L’osai naturali con 250 animali di fauna indigena ed esotica, gestita da Leonardo Boccanera. riapre in sicurezza il 6 giugno prossimo, nel rispetto di tutte le misure a tutela dell’utenza
Dal nostro inviato speciale GILBERTO SCALABRINI

3Todi, 28 maggio 2020 – L’emergenza Covid 19 non può mettere una ipoteca sul futuro di una delle oasi naturali e ricca d’acqua dell’Umbria: il Leo Wild Park. Si trova a Todi, nella zona di Collevalenza, immersa nel verde di una parco da sogno, con tanta fauna indigena ed esotica. Il parco si trova all’interno della tenuta agricola di famiglia di Franco Todini, imprenditore di origini tuderti, fondatore dell’omonimo gruppo industriale, ed è stato riqualificato e lanciato da Leonardo Boccanera. Un quarantenne che ha fatto della sua passione per gli animali una professione. Il lockdown disposto per contenere la diffusione del coronavirus e la mancanza di un pacchetto di aiuti economici, hanno messo a dura prova Leonardo,, che ha costruito questo paradiso con tanta tenacia. Fino a farlo diventare il fiore all’occhiello del turismo regionale e centro didattico per eccellenza per scuole e famiglie.

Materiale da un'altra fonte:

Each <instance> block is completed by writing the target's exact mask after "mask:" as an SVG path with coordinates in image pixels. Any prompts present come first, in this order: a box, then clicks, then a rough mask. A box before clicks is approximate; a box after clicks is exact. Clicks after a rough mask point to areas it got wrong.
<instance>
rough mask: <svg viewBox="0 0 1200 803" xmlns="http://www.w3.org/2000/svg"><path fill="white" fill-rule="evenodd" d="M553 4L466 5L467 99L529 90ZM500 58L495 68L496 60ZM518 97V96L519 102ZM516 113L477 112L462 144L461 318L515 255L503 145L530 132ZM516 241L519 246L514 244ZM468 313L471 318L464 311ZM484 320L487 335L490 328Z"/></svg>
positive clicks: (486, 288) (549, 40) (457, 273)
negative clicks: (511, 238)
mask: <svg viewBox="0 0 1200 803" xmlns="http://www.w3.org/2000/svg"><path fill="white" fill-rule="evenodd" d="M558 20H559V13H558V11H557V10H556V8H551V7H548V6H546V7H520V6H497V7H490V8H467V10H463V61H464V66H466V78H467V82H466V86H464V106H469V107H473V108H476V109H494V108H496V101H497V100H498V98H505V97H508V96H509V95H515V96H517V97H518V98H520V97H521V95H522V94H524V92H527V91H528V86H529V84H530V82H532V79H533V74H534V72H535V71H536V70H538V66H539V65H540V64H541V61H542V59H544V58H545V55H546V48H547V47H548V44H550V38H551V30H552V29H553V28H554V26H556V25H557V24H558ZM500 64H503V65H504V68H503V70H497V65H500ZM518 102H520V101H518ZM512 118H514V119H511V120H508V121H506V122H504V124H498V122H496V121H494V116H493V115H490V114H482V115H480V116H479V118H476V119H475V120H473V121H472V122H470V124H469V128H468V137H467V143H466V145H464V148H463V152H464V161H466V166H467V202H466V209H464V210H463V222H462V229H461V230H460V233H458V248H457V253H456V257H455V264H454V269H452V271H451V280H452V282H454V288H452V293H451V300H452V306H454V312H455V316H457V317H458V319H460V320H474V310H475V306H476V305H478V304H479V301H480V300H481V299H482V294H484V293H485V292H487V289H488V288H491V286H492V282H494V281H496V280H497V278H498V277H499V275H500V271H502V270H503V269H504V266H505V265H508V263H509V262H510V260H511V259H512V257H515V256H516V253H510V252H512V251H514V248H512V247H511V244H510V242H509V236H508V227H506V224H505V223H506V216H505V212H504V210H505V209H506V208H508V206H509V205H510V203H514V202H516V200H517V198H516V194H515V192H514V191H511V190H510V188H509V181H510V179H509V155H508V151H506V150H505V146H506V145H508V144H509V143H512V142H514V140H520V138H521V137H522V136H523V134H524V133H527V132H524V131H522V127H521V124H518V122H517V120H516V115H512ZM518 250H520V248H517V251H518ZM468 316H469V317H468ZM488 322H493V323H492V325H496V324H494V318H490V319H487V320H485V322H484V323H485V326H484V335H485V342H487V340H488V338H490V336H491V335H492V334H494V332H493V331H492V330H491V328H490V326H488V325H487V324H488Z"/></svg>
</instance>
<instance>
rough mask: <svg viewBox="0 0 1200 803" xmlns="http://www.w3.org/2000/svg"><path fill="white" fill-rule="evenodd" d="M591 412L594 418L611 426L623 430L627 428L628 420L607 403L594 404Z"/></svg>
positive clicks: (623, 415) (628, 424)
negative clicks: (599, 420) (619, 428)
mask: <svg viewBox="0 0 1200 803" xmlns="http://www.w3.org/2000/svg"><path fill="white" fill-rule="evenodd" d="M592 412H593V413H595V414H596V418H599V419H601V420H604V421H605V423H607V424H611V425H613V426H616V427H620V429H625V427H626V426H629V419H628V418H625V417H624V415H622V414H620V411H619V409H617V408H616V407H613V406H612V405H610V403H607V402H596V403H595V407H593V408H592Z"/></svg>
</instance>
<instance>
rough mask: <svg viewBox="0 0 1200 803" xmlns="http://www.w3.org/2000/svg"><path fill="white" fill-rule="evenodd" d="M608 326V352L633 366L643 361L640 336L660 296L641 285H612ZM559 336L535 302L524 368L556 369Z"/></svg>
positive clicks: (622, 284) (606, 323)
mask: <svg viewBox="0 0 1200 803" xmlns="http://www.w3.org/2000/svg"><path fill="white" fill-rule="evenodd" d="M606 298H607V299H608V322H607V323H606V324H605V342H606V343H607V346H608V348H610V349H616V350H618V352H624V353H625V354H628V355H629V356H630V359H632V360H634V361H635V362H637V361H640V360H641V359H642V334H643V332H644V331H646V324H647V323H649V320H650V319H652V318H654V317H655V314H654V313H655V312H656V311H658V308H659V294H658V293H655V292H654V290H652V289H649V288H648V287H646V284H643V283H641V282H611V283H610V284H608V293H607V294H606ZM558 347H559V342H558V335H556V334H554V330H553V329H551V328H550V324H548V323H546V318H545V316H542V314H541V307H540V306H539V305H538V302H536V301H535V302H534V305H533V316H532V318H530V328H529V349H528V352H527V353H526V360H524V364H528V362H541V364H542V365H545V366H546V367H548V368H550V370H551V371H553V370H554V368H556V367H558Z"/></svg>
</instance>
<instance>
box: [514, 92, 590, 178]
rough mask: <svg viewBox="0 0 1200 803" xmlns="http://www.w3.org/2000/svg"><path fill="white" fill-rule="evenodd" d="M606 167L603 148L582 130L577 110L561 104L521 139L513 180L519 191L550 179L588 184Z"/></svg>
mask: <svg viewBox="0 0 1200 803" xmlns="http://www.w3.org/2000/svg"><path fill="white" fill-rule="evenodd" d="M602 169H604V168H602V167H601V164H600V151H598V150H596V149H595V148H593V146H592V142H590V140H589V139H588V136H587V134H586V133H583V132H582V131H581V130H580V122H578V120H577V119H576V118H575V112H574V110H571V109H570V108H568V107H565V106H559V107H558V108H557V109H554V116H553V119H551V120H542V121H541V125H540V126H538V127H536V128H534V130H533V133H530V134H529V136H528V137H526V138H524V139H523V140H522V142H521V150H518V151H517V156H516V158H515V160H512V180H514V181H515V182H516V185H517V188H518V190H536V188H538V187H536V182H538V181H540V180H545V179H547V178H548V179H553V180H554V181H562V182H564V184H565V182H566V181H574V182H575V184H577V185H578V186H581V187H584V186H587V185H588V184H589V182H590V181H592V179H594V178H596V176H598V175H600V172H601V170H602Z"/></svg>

1La struttura riaprirà il 6 giugno prossimo, nel rispetto di tutte le misure a tutela dell’utenza. “Venite a visitarci, portate i vostri bambini –dice – perché le difficoltà in questo periodo sono state davvero tante. Alle elevate spese di gestione per il mantenimento di 250 animali (molti sono in custodia giudiziaria per maltrattamenti e accuditi senza pretendere una lira dallo Stato), si aggiungono le spese per i tanti lavori che abbiamo realizzato per completare la struttura. Qui le famiglie e i bambini possono ammirare tanti animali, in particolare equidi selvaggi e camelidi più grandi al mondo”.

2Ovviamente, è necessaria la prenotazione al 333 77 6 6055. L’immenso spazio, può accogliere in sicurezza dalle 130 alle 150 persone al giorno. “Non lasciateci soli –prosegue- perché dobbiamo garantire il benessere degli animali e nutriamo forti preoccupazioni per le sorti di questa struttura, che non è solo un luogo di svago, ma anche di riferimento per tanti animali che sono stati maltrattati”. Il parco è visitabile comodamente percorrendo un comodo anello pianeggiante lungo meno di 2 chilometri che circumnaviga una serie di pittoreschi laghetti popolati da uccelli e pesci. Ogni tanto, a rendere più pittoresco l’ambiente, c’è il fischio di un treno che corre poco distante lungo la strada ferrata della Centrale Umbra.

4Leonardo Boccanera, il giovane imprenditore da tutti conosciuto come un Tarzan moderno, in Italia è l’unico a operare i trasferimenti degli animali esotici, o il salvataggio e il recupero per la loro reintroduzione in natura. Collabora a progetti europei e con l’Asia Foundation. Adesso, però, nel parco di Todi, come nell’altra tenuta familiare di circa 2 ettari a Gualdo Cattaneo, dove ospita sempre tanti animali, c’è bisogna di una boccata d’ossigeno, solo i visitatori possono offrirgli. Il Leo Wild Park non è soltanto un’impresa a vocazione turistica, ma una bella realtà che svolge per l’Umbria una preziosa attività di pubblico interesse. “Venite a visitarci –ripete il suo accattivante sorriso- altrimenti finiremo in ginocchio con i nostri animali, perché non abbiamo nessun aiuto pubblico”.